Step 3: Set up the Stremlit App
In the same file we will create a Streamlit app that will allow users to interact with our chatbot. We will use the st.session
to hold the session history for us. We will also use streamlit_chat
to display messages.
Here's the code for the Streamlit app:
import streamlit as st
from streamlit_chat import message
if "context" not in st.session_state:
st.session_state['context'] = (
"A chat between a curious human and a knowledgeable artificial intelligence assistant.\n"
"Human: Hello! What can you do?\n"
"Assistant: As an AI assistant, I can answer questions and chat with you.\n"
"Human: What is the name of the tallest mountain in the world?\n"
"Assistant: Everest.\n"
)
if "output" not in st.session_state:
st.session_state['output'] = ""
if "chat_history" not in st.session_state:
st.session_state['chat_history'] = []
st.title("fal-serverless bot")
def get_text():
input_text = st.text_input("You: ","", key="input")
return input_text
user_input = get_text()
if user_input:
st.session_state["chat_history"].append((user_input, True))
st.session_state['context'] += "Human: " + user_input + "\n"
st.session_state['output'] = run(st.session_state['context'])
response = st.session_state['output'][len(st.session_state['context']):]
st.session_state["chat_history"].append((response[10:], False))
st.session_state['context'] = st.session_state['output']
if st.session_state["chat_history"]:
for i in reversed(st.session_state["chat_history"]):
message(i[0], is_user=i[1], key=f"message-{i}")
We initialize session state variables to store the chat history and context. The get_text
function uses st.text_input to allow users to enter text.

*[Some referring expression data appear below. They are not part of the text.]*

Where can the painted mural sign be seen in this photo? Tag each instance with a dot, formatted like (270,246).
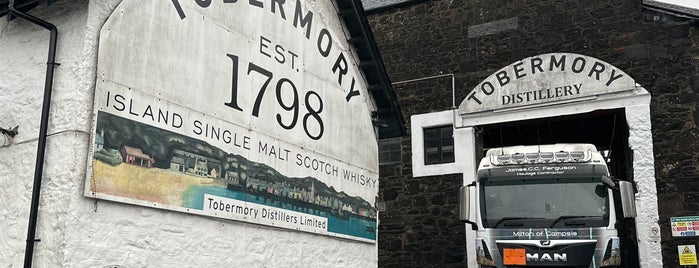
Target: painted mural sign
(546,78)
(252,111)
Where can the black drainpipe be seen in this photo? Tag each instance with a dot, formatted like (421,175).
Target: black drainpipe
(41,148)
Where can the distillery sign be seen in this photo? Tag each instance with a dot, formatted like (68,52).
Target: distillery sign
(545,78)
(254,111)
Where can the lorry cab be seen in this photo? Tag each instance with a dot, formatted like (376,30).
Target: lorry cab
(546,205)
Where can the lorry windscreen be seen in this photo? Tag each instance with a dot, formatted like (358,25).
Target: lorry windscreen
(544,203)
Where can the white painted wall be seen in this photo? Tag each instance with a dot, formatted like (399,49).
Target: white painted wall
(76,231)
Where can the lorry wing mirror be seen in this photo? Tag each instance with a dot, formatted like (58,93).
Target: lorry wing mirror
(628,200)
(608,181)
(465,206)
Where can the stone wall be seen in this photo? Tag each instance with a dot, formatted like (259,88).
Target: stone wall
(475,38)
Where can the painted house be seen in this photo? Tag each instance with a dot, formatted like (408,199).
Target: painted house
(135,156)
(164,72)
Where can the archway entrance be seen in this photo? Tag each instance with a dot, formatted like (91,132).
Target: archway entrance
(568,98)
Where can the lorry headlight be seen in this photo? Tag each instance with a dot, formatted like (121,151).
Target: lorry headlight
(483,253)
(612,255)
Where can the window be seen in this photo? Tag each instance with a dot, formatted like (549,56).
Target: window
(439,145)
(389,151)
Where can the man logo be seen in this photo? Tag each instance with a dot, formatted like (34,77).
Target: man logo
(562,257)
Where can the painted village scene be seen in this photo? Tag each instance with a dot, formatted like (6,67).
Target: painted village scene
(141,162)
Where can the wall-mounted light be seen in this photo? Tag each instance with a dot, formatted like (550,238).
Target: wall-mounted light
(7,136)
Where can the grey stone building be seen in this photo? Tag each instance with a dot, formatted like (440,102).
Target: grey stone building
(432,47)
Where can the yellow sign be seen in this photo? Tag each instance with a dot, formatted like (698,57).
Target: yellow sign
(688,255)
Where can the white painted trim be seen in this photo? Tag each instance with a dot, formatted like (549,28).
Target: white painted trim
(417,125)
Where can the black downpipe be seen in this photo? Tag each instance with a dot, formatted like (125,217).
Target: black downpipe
(41,148)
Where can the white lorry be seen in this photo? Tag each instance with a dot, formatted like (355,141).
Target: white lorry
(546,205)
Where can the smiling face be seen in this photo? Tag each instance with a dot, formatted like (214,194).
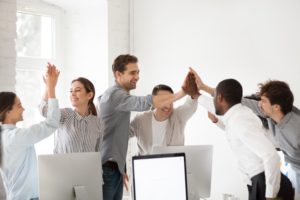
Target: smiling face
(267,108)
(16,113)
(78,95)
(129,77)
(165,111)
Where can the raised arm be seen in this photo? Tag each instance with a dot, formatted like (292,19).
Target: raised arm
(37,132)
(50,80)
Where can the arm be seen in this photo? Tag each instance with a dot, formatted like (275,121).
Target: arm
(254,106)
(50,80)
(35,133)
(208,104)
(160,101)
(133,127)
(186,110)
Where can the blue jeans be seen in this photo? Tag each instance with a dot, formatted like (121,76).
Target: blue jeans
(113,183)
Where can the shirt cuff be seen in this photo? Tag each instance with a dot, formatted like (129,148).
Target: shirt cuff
(271,191)
(53,102)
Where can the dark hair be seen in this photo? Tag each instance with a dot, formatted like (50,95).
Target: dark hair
(89,87)
(278,92)
(256,97)
(160,87)
(7,100)
(121,61)
(231,90)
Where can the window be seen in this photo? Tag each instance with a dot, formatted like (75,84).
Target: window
(37,25)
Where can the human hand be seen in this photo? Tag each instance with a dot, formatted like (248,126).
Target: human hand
(198,80)
(51,76)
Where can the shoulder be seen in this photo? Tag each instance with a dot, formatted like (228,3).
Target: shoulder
(142,116)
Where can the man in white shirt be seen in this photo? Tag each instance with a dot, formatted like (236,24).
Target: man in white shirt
(257,157)
(162,126)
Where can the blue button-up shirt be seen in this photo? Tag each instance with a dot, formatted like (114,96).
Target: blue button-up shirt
(19,167)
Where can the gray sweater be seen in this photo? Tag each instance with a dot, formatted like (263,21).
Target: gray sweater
(115,106)
(141,126)
(286,133)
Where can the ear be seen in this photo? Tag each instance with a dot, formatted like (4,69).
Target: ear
(118,74)
(277,107)
(90,95)
(220,97)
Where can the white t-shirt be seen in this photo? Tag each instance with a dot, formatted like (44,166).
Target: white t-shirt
(159,132)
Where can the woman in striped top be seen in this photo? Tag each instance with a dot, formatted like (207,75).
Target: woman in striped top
(80,130)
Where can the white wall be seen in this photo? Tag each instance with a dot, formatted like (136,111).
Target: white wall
(7,53)
(251,41)
(7,48)
(85,46)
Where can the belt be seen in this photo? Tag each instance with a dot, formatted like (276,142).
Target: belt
(111,164)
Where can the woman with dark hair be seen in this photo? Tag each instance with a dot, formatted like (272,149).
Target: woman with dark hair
(80,130)
(19,164)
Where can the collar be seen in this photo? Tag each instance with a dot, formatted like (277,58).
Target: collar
(79,117)
(284,120)
(8,126)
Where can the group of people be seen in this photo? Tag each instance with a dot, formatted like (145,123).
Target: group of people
(107,128)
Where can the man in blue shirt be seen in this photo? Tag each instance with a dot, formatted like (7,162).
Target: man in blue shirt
(115,106)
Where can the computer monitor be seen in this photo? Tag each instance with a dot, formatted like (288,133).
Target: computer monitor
(199,167)
(75,176)
(159,177)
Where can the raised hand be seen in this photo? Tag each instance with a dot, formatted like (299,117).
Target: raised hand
(212,117)
(50,79)
(200,84)
(51,76)
(190,87)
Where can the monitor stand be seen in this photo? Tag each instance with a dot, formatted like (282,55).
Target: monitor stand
(80,192)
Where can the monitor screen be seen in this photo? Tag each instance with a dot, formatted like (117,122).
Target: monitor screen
(75,176)
(159,176)
(198,165)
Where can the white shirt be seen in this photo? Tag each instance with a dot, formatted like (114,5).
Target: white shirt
(159,132)
(254,152)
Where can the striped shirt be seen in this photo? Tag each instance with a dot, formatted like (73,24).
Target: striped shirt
(76,133)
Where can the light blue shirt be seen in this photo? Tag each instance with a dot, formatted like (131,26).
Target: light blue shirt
(19,166)
(115,106)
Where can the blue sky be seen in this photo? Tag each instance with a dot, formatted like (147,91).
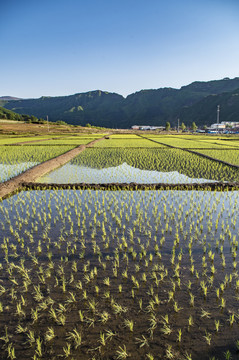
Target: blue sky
(61,47)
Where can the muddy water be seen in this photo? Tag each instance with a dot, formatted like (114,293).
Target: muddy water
(124,173)
(149,243)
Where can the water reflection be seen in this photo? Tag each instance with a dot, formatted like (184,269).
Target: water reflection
(123,173)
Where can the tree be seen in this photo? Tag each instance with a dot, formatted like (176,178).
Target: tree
(168,126)
(194,126)
(183,126)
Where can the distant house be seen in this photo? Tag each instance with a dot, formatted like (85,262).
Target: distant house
(147,127)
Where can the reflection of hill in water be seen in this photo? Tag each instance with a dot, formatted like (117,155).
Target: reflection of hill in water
(160,160)
(123,173)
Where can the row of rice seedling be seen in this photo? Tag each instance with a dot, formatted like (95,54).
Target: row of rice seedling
(65,141)
(6,140)
(127,143)
(190,144)
(124,173)
(124,136)
(118,275)
(16,159)
(230,156)
(163,160)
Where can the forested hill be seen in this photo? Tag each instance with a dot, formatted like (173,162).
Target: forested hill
(194,102)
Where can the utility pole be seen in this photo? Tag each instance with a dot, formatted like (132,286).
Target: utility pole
(47,123)
(218,114)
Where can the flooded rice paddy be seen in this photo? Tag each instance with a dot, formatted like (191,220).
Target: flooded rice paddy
(119,275)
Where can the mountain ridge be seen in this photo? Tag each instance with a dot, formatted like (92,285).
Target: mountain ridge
(145,107)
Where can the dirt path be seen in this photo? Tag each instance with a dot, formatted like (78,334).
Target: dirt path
(35,172)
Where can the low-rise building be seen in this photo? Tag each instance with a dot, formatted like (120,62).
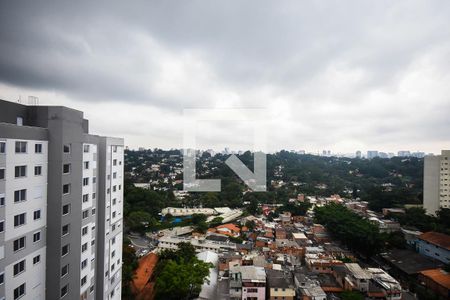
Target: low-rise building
(308,289)
(435,245)
(280,285)
(384,285)
(357,278)
(247,282)
(437,280)
(200,245)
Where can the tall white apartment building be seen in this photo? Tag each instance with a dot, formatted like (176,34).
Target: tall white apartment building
(61,202)
(436,183)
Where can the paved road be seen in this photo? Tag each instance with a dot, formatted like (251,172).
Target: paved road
(139,242)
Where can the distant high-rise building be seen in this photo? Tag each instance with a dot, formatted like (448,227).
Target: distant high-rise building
(436,182)
(61,202)
(372,154)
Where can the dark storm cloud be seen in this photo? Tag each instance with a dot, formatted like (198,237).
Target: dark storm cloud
(358,68)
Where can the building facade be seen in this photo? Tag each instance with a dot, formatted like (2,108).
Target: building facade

The main app logic generates a response to the user's input using the isolated run
function, and appends the response and user input to the chat history. The chat history is then displayed using message
function from streamlit_chat
.
Step 4: Running the app
In your terminal, you run:
streamlit run app.py
This will launch the Streamlit app in your default web browser.
Conclusion
In this example, we demonstrated how to use the FlexGen library and fal-serverless to create a chatbot app that responds to user input by generating text using a pre-trained language model. With these tools, you can create your own chatbots!